Blake Nill

UBC Thunderbirds
- Title: Head coach

Personal information
- Born: February 16, 1962 (age 64) Hanna, Alberta, Canada
- Listed height: 6 ft 6 in (1.98 m)
- Listed weight: 275 lb (125 kg)

Career information
- Position: Defensive lineman
- University: Calgary
- CFL draft: 1983: 3rd round, 19th overall pick

Career history

Playing
- 1983–1986: Montreal Concordes

Coaching
- 1992–1997: St. Francis Xavier X-Men (DC)
- 1998–2005: Saint Mary's Huskies (HC)
- 2006–2014: Calgary Dinos (HC)
- 2015–present: UBC Thunderbirds (HC)

Awards and highlights
- U Sports Coach of the Year (1999); 3× Vanier Cup champion (2001, 2002, 2015);

= Blake Nill =

Canadian gridiron football coach (born 1962)

Blake Nill (born February 16, 1962) is a Canadian former professional football defensive lineman and the current head coach for the University of British Columbia's football team, the UBC Thunderbirds. He is a three-time Vanier Cup champion as a head coach and was awarded the Frank Tindall Trophy in 1999.

==University career==
Nill played CIAU football for the Calgary Dinosaurs as a defensive lineman from 1980 to 1982.

==Professional career==
Nill was drafted in the third round, 19th overall, in the 1983 CFL draft by the Montreal Concordes of the Canadian Football League. He was originally drafted as a defensive lineman, but converted to the offensive line in his rookie year. He played in 44 regular season games with the Concordes/Alouettes franchise. He also spent time with the Winnipeg Blue Bombers and Hamilton Tiger-Cats, but did not play in any regular season games for those teams.

==Coaching career==
===St. Francis Xavier X-Men===
While completing his Master's of Education at St. Francis Xavier University, Nill first began coaching for the St. Francis Xavier X-Men as the team's defensive coordinator in 1992. He coached for the X-Men for six seasons, highlighted by an appearance in the 32nd Vanier Cup game in 1996.
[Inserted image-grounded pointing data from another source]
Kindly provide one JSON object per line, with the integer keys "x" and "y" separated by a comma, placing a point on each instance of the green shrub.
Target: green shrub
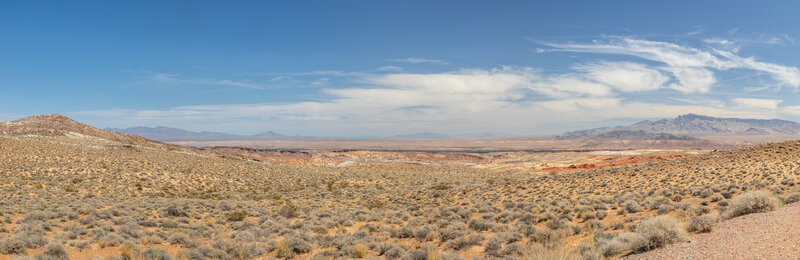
{"x": 752, "y": 202}
{"x": 657, "y": 232}
{"x": 705, "y": 223}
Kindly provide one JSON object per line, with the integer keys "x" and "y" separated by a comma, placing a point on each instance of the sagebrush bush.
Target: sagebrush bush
{"x": 752, "y": 202}
{"x": 659, "y": 231}
{"x": 54, "y": 250}
{"x": 705, "y": 223}
{"x": 13, "y": 246}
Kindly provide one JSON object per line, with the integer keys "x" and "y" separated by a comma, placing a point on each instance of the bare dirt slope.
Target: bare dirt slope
{"x": 58, "y": 125}
{"x": 771, "y": 235}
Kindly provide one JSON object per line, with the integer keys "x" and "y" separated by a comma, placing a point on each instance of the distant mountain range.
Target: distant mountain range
{"x": 167, "y": 134}
{"x": 686, "y": 127}
{"x": 58, "y": 125}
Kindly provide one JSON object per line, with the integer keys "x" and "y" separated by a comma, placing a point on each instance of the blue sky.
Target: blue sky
{"x": 353, "y": 68}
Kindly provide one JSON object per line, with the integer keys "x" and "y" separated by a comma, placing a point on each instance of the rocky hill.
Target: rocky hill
{"x": 692, "y": 124}
{"x": 620, "y": 134}
{"x": 58, "y": 125}
{"x": 168, "y": 134}
{"x": 687, "y": 127}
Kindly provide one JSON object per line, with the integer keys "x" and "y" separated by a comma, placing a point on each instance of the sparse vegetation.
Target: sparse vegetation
{"x": 169, "y": 203}
{"x": 752, "y": 202}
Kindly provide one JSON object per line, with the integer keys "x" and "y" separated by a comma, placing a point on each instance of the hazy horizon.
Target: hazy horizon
{"x": 352, "y": 69}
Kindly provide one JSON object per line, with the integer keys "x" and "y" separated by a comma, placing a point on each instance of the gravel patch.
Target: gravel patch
{"x": 772, "y": 235}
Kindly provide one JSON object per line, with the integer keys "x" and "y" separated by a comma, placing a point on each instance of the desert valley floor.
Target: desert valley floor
{"x": 73, "y": 191}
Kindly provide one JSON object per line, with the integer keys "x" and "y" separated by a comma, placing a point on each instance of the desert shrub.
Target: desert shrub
{"x": 174, "y": 212}
{"x": 465, "y": 241}
{"x": 659, "y": 231}
{"x": 752, "y": 202}
{"x": 587, "y": 251}
{"x": 394, "y": 252}
{"x": 130, "y": 231}
{"x": 80, "y": 244}
{"x": 54, "y": 250}
{"x": 617, "y": 244}
{"x": 109, "y": 239}
{"x": 237, "y": 216}
{"x": 155, "y": 254}
{"x": 202, "y": 253}
{"x": 360, "y": 251}
{"x": 632, "y": 206}
{"x": 479, "y": 225}
{"x": 792, "y": 198}
{"x": 705, "y": 223}
{"x": 288, "y": 210}
{"x": 169, "y": 224}
{"x": 13, "y": 246}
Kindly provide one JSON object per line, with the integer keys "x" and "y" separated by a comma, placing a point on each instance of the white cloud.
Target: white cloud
{"x": 419, "y": 60}
{"x": 757, "y": 103}
{"x": 515, "y": 100}
{"x": 690, "y": 66}
{"x": 625, "y": 76}
{"x": 389, "y": 68}
{"x": 175, "y": 79}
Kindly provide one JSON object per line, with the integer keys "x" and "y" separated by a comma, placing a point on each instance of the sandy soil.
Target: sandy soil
{"x": 772, "y": 235}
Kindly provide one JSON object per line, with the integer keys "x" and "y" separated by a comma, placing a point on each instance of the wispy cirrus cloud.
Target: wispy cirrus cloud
{"x": 691, "y": 67}
{"x": 177, "y": 79}
{"x": 676, "y": 79}
{"x": 758, "y": 102}
{"x": 419, "y": 60}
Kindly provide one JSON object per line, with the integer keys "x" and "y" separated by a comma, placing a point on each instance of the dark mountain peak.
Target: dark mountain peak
{"x": 59, "y": 125}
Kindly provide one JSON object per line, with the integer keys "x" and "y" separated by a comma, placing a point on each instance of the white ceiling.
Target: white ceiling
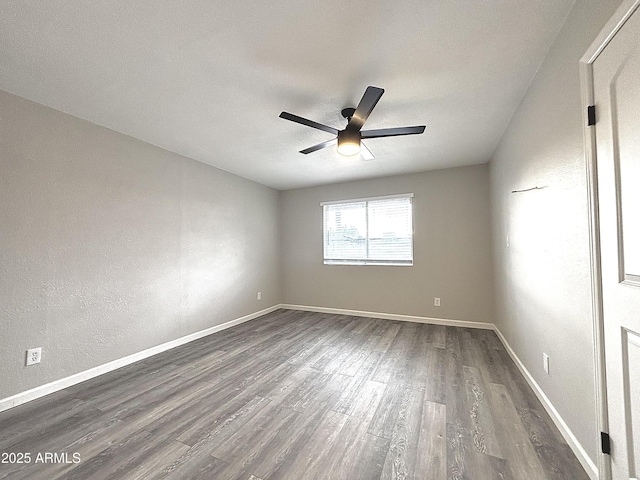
{"x": 208, "y": 78}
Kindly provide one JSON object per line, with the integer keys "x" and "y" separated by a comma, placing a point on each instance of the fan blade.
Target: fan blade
{"x": 364, "y": 108}
{"x": 365, "y": 152}
{"x": 308, "y": 123}
{"x": 392, "y": 132}
{"x": 320, "y": 146}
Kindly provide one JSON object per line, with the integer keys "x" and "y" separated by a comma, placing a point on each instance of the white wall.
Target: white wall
{"x": 543, "y": 300}
{"x": 109, "y": 245}
{"x": 452, "y": 249}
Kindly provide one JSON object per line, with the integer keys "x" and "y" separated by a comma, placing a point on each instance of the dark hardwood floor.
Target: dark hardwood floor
{"x": 299, "y": 395}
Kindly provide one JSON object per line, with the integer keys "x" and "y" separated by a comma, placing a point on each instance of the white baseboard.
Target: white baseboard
{"x": 46, "y": 389}
{"x": 392, "y": 316}
{"x": 57, "y": 385}
{"x": 584, "y": 459}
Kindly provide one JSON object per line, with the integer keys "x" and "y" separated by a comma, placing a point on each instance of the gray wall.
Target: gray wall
{"x": 109, "y": 245}
{"x": 452, "y": 249}
{"x": 543, "y": 279}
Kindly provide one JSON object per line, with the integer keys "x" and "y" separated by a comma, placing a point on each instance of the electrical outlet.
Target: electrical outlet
{"x": 34, "y": 355}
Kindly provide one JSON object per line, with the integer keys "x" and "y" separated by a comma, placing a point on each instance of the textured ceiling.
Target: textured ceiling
{"x": 208, "y": 79}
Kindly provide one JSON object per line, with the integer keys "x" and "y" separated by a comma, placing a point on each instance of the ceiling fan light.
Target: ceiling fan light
{"x": 348, "y": 142}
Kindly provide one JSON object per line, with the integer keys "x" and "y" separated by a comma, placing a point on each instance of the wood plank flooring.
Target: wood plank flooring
{"x": 299, "y": 395}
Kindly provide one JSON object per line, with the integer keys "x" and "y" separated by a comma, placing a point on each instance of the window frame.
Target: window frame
{"x": 386, "y": 262}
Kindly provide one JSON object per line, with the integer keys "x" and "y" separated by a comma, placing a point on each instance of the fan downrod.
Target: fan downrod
{"x": 348, "y": 112}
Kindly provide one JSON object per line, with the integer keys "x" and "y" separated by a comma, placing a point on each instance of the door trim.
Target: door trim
{"x": 618, "y": 19}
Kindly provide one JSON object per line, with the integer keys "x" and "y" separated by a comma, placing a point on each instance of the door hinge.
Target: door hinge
{"x": 605, "y": 442}
{"x": 591, "y": 115}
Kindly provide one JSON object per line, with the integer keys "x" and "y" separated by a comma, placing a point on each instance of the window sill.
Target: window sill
{"x": 383, "y": 264}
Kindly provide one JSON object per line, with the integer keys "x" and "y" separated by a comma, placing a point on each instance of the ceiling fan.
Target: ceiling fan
{"x": 349, "y": 140}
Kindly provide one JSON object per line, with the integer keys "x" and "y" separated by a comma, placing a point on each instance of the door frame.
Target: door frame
{"x": 618, "y": 19}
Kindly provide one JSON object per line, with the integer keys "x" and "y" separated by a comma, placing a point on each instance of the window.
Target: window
{"x": 369, "y": 231}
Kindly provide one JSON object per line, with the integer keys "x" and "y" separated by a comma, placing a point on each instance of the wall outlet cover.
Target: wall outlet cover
{"x": 34, "y": 355}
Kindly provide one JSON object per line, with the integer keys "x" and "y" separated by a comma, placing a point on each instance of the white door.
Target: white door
{"x": 616, "y": 76}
===Saint Mary's Huskies===
Nill was named the head coach for the Saint Mary's Huskies football team beginning with the 1998 season. In his second season, he led the Huskies to a first place finish in the Atlantic University Sport (AUS) conference and an appearance in the 35th Vanier Cup. He also won the Frank Tindall Trophy as the CIAU Coach of the Year in 1999. In 2001, he led the team to an undefeated season, punctuated by the Huskies' victory in the 37th Vanier Cup game. He won his second championship as a head coach in 2002 as the Huskies became the third football program to win back-to-back championships following the 38th Vanier Cup victory. His team made a fourth appearance in 2003, but lost to the Laval Rouge et Or. He left Saint Mary's following the 2005 season, where he posted a 49–15 regular season record with the Huskies program.

===Calgary Dinos===
On February 23, 2006, Nill was named head coach of his alma mater, Calgary Dinos. At the time, he took over a program that had not won a playoff game in ten years. In his third season, in 2008, he led the Dinos to not only their first playoff win since 1996, but also their first Hardy Cup championship since 1995. This began a period of Canada West dominance as the Dinos won six consecutive conference championships from 2008 to 2013. However, the team could not replicate the success on the national stage as the Dinos appeared in three Vanier Cups with Nill as head coach, but lost all three times, in 2009, 2010, and 2013.

===UBC Thunderbirds===
On December 9, 2014, Nill was named head coach of the UBC Thunderbirds. In his first year as head coach, in 2015, he defeated his former team, the Dinos, in the Hardy Cup, and then won his third Vanier Cup in the 51st Vanier Cup victory over the Montreal Carabins. In 2023, the Thunderbirds finished in first place in Canada West for the first time since 1999 and won their first Hardy Cup since Nill's first season with the team. The Thunderbirds appeared in the 58th Vanier Cup, but lost to the Carabins.